Many creatures are endowed with a ready discernment to see what will turn to their own advantage & emolument; & will often discover more sagacity than could be expected. Thus Benham’s poultry watch for waggons loaded with wheat, & running after them pick up a number of grains which are shaken from the sheaves by the agitation of the carriages. Thus when my brother used to take down his gun to shoot sparrows, his cats would run out before him to be ready to pick up the birds as they fell.
Rode to Fir-grove in the parish of Bramshot, & saw the house & garden. The south wall of the kitchen-garden is covered with a range of vines of the sort called the millers-grape. Each vine was trained within a very narrow space, & their boughs upright: yet they had fine wood, & promised for much fruit, & were almost in full bloom. Mr Richardson’s vines, my sort, did not blow then: but Fir-grove is much more sheltered than Bramshot-place. The soils are the same, a warm sandy loam. When we came to Evely-corner a hen-partridge came out of a ditch, & ran along shivering with her wings, & crying out as if wounded, & unable to get from us. While the dam acted this distress, the boy who attended me, saw her brood, that was small & unable to fly, run for shelter into an old fox-earth under the bank. So wonderful a power is instinct.

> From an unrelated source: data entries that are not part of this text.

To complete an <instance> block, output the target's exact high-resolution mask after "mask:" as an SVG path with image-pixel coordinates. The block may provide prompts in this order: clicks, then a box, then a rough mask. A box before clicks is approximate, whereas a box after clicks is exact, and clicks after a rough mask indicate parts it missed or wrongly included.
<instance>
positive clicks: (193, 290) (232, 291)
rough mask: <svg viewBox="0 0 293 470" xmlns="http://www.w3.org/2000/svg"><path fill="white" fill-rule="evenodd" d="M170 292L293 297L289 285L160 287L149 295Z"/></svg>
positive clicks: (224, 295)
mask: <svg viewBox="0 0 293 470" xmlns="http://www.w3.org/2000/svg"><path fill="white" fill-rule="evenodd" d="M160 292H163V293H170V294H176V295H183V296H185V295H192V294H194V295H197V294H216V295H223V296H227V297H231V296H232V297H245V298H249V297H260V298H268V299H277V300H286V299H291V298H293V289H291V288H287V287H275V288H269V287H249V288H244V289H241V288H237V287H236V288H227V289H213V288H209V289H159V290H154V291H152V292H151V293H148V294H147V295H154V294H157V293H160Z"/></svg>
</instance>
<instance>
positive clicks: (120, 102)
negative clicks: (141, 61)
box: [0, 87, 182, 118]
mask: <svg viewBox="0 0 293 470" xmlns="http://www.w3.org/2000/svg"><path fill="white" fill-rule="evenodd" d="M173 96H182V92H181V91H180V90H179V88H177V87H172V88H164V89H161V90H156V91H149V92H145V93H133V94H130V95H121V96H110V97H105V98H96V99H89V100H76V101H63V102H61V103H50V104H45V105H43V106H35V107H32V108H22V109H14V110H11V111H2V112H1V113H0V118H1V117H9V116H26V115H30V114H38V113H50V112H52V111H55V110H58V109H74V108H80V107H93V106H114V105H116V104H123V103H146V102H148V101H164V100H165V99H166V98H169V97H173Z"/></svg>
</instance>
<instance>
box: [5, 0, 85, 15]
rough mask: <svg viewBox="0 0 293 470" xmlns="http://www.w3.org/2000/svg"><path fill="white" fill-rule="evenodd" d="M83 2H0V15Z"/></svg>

Every ant-hill is in a strange hurry & confusion; & all the winged ants, agitated by some violent impulse, are leaving their homes; &, bent on emigration, swarm by myriads in the air, to the great emoulment of the hirundines, which fare luxuriously. Those that escape the swallows return no more to their nests, but looking out for new retreats, lay a foundation for future colonies. All the females at these times are pregnant.
No young partridges are flyers yet: but by the deportment of the dams it is plain they have chickens hatched; for they rise & fall before the horses feet, & hobble along as if wounded to draw-off attention from their helpless broods. Sphinx forte ocellata. A vast insect; appears after it is dusk, flying with an humming noise, & inserting it’s tongue into the bloom of the honey-suckle: it scarcely settles on the plants but feeds on the wing in the manner of humming-birds. Omiah, who is gone on board the Resolution, is expected to sail this week for Otaheite with Capt. Cook.
Saw yesterday a considerable flock of gulls flying over the hanger to the S.W. Gulls very seldom appear in this district; except sometimes on the forest ponds. * When horses, cows, sheep, deer, &c. feed in the wind, & rain, they always keep their heads down the wind, & their tails to the weather; but birds always perch, & chuse to fly, with their heads to the weather to prevent the winds from ruffling their feathers, & the cold & wet from penetrating their skins.
Hay much damaged: many meadows not cut. This dripping season, which hurts individuals in their hay, does marvelous service to the public, in the spring-corn, after-grass, turneps, fallows, &c. Oats are much recovered, & brought-on. Wheat begins to change colour; is not lodged.
* When a person approaches the haunt of fern-owls (caprimulgi) in an evening, they continue flying round the head of the obtruder; & striking their wings together above their backs, in the manner that the pigeons called smiters are known to do, make a smart snap: perhaps at that time they are jealous for their young; & their noise & gesture are intended by way of menace.
Drought has continued five weeks this day. Watered the rasp and annuals well.
* There is a sort of wild bee frequenting the garden-campion for the sake of its tomentum, which probably it turns to some purpose in the business of nidification. It is very pleasant to see with what address it strips off the pubes, running from the top to the bottom of a branch, & shaving it bare with all the dexterity of a hoop-shaver. When it has got a vast bundle, almost as large as itself, it flies away, holding it secure between it’s chin and it’s forelegs.
Fine haymaking: hay-cargin. Young hedge-hogs are frequently found, four or five in a litter. At five or six days old their spines, (which are then white) grow stiff enough to wound any body’s hands. They, I see, are born blind, like puppies; have small external ears; & can in part draw their skins down over their faces: but are not able to contract thenselves into a ball, as they do for defence when well-grown.